Inter Pipeline Walks Away from Pembina Deal in Favor of Brookfield Bid

(Reuters) — Canadian pipeline operator Inter Pipeline on Monday decided against recommending a C$8.5 billion ($6.77 billion) deal with rival Pembina Pipeline Corp to shareholders and instead chose to pursue a higher bid from Brookfield Infrastructure Partners.

Following Inter's U-turn, Pembina terminated the deal, choosing to walk away with a C$350 million breakup fee, while Brookfield said it expected Inter to recommend its offer to shareholders.

The moves come after five-month-long bitter bidding war between Brookfield, Inter and Pembina, which has played out amid a rebound in oil prices and energy stocks after last year's historic pandemic-led downturn.

Infrastructure buyout firm Brookfield first made an unsolicited bid of about C$7.8 billion for Inter in February and eventually raised it to about C$8.58 billion in cash or stock this month, winning support from leading proxy advisors.

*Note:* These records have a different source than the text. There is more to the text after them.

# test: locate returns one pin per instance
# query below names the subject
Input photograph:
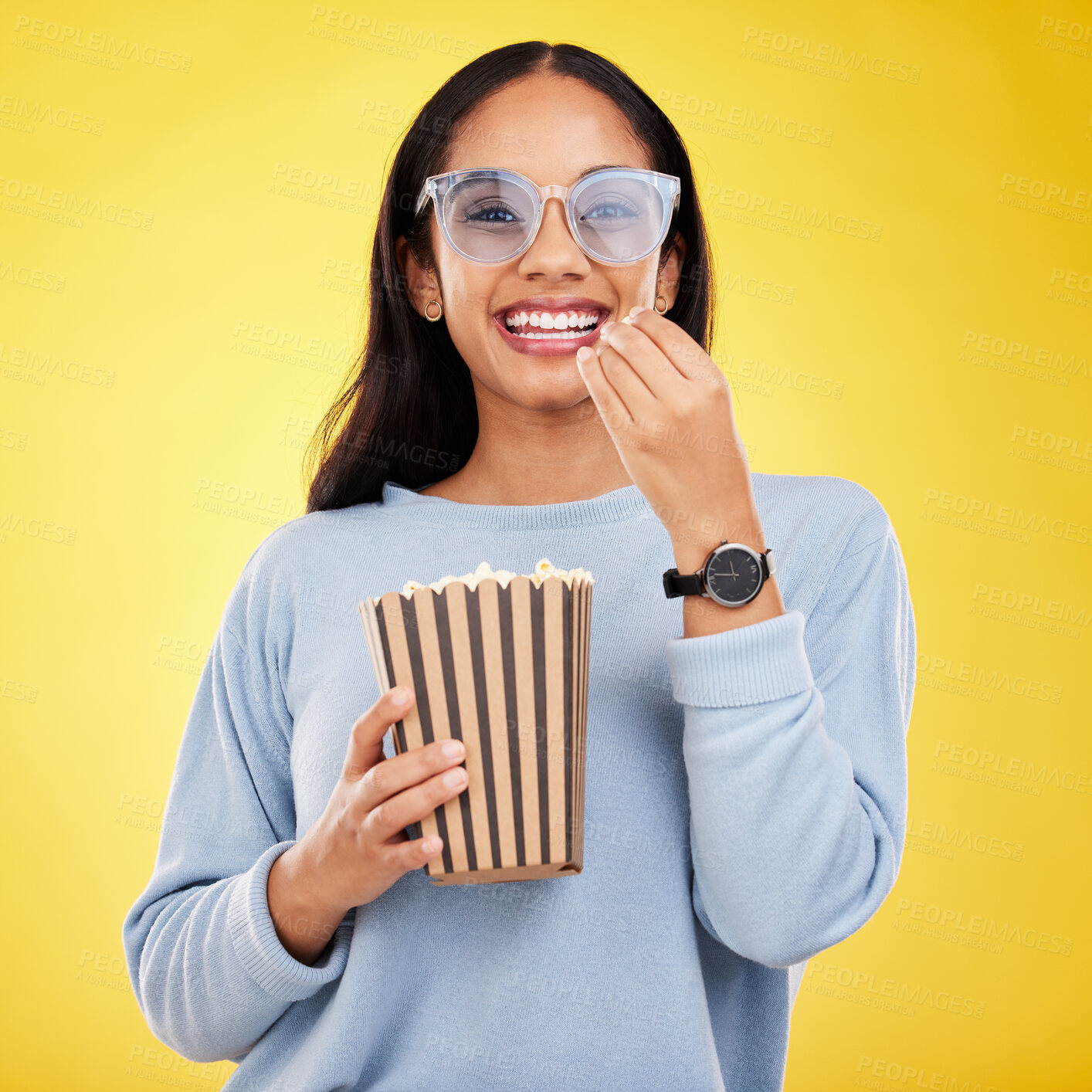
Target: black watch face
(734, 575)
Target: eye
(611, 210)
(495, 213)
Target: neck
(527, 456)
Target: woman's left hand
(667, 408)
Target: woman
(746, 782)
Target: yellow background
(151, 438)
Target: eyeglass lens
(617, 218)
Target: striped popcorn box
(498, 660)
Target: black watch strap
(694, 583)
(676, 585)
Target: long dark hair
(408, 409)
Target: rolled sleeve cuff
(259, 948)
(745, 666)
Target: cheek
(467, 296)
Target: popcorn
(484, 571)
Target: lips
(540, 341)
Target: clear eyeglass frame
(437, 187)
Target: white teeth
(556, 335)
(564, 322)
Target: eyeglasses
(617, 215)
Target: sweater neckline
(625, 504)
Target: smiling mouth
(551, 326)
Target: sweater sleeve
(794, 745)
(205, 960)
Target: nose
(554, 251)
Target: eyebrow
(602, 166)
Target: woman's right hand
(358, 846)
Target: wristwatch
(733, 575)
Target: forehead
(548, 128)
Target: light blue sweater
(745, 809)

Under the infrastructure fund's revised offer, Inter shareholders can elect to receive either C$20 per share in cash or 0.25 of a share of Brookfield Infrastructure.

Inter had opposed previous Brookfield's bids, electing to go with Pembina at the start of June after a four-months long strategic review.

However, Brookfield's latest offer looked too good to refuse, with proxy advisors Institutional Shareholder Services and Glass Lewis highlighting a higher price and better chances of regulatory approval.

Inter said on Monday it will pay Pembina a termination fee of C$350 million and will make a formal recommendation on the Brookfield offer in "due course".

The company said its board is "open to engaging with Brookfield in an effort to reach a mutually agreeable transaction."

"While we are disappointed with this outcome, we will continue to seek opportunities for growth through focused acquisitions," Pembina Chief Executive Officer Mick Dilger said.